Haha. I've only been in Bakersfield for about a year. I'm originally from Cleveland, OH. I need too open the brewery near San Luis Potosí where my father in law owns a handful of pubs, nightclubs, and salones. He is my partner in the brewery and we need to be able to truck the beer to his businesses. The queretaro area seems to have a growing artesanal brewing scene (7 currently open), an affluent educated population, and a quick commute to San Luis. 

Regarding the Belgians, yes they make some excellent beer but your 12% abv estimate is way off. It's not uncommon to see that- but 12% is on the high end even for a Belgian Trippel which is typically the highest abv Belgian style. Their pale ales are around 5% and Belgian Wits are around 4-5%. 

Of the 200+ new microbreweries in Mexico (it may be closer to 300 by now), Stouts seem to be their most popular style. I wouldn't have expected such a malty beer to do well there but there must be a niche.


----------



## Hound Dog

_


cchristian35 said:



Haha. I've only been in Bakersfield for about a year. I'm originally from Cleveland, OH. I need too open the brewery near San Luis Potosí where my father in law owns a handful of pubs, nightclubs, and salones. He is my partner in the brewery and we need to be able to truck the beer to his businesses. The queretaro area seems to have a growing artesanal brewing scene (7 currently open), an affluent educated population, and a quick commute to San Luis. 

Regarding the Belgians, yes they make some excellent beer but your 12% abv estimate is way off. It's not uncommon to see that- but 12% is on the high end even for a Belgian Trippel which is typically the highest abv Belgian style. Their pale ales are around 5% and Belgian Wits are around 4-5%. 

Of the 200+ new microbreweries in Mexico (it may be closer to 300 by now), Stouts seem to be their most popular style. I wouldn't have expected such a malty beer to do well there but there must be a niche.

Click to expand...

_Cleveland to Bakersfield to Queretaro. You are definietly moving up in the world, amigo.

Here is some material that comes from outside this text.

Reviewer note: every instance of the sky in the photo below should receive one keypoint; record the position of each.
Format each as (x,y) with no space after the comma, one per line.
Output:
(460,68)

I think Queretero is definitely a properous city if a bit sterile and San Luis is a fine town with a beautiful hisitoric center. Good luck in your venture. Brew the suds on the high side and I´ll drive up from Chiapas for a sip.


----------



## Coachese

I like to think of beer (or alcohol for that matter) as just another tool in the toolbox of attitude adjustment. What's that - you in Mazatlan? Have a Pacifico. You're in Sonoma County, CA? Have a Pliny the Elder.

All things being equal however, there is not a finer beer on the planet Earth than a Guinness on a rainy afternoon in Dublin. This includes every other beer I've ever had in dozens of countries and climates all over the globe while serving in the USAF.


----------



## Hound Dog

On the other hand, some would argue that beer is a pedestrian drink clearly outshined by the finest single malt scotches or French wines and brandies which are incomparably superior as libations in every respect and let´s not forget the great tequilas of Mexico or the fabulous rums of the Caribbean or Uganda Waragi of East Africa. Of course, when it comes to beer, the Belgians reign supreme but, for God´s sake, Pacifico in Mazatlan?


----------



## PanamaJack

Hound Dog I must agree, there are no better beers of any kind than what the Belgians brew. Salud!!!!


----------



## Hound Dog

[_QUOTE=PanamaJack;1229053]Hound Dog I must agree, there are no better beers of any kind than what the Belgians brew. Salud!!!![/QUOTE]_

I´m beginnong to like you, PJ. Belgian beers, while quite expensive but with alcohol up to 12% , can be purchased in some high-end liquor stores in Guadalajara and if we ever have an opportunity to meet, I look forward to shaaring one (or two or three) with you.

Dawg


----------



## PanamaJack

Hound Dog said:


> [_QUOTE=PanamaJack;1229053]Hound Dog I must agree, there are no better beers of any kind than what the Belgians brew. Salud!!!!_




I´m beginnong to like you, PJ. Belgian beers, while quite expensive but with alcohol up to 12% , can be purchased in some high-end liquor stores in Guadalajara and if we ever have an opportunity to meet, I look forward to shaaring one (or two or three) with you.

Dawg[/QUOTE]

Hound Dog the pleasure would be mine...and I look forward to that. I am in D.F. most of the time.


----------



## Coachese

Hound Dog said:


> ... but, for God´s sake, Pacifico in Mazatlan?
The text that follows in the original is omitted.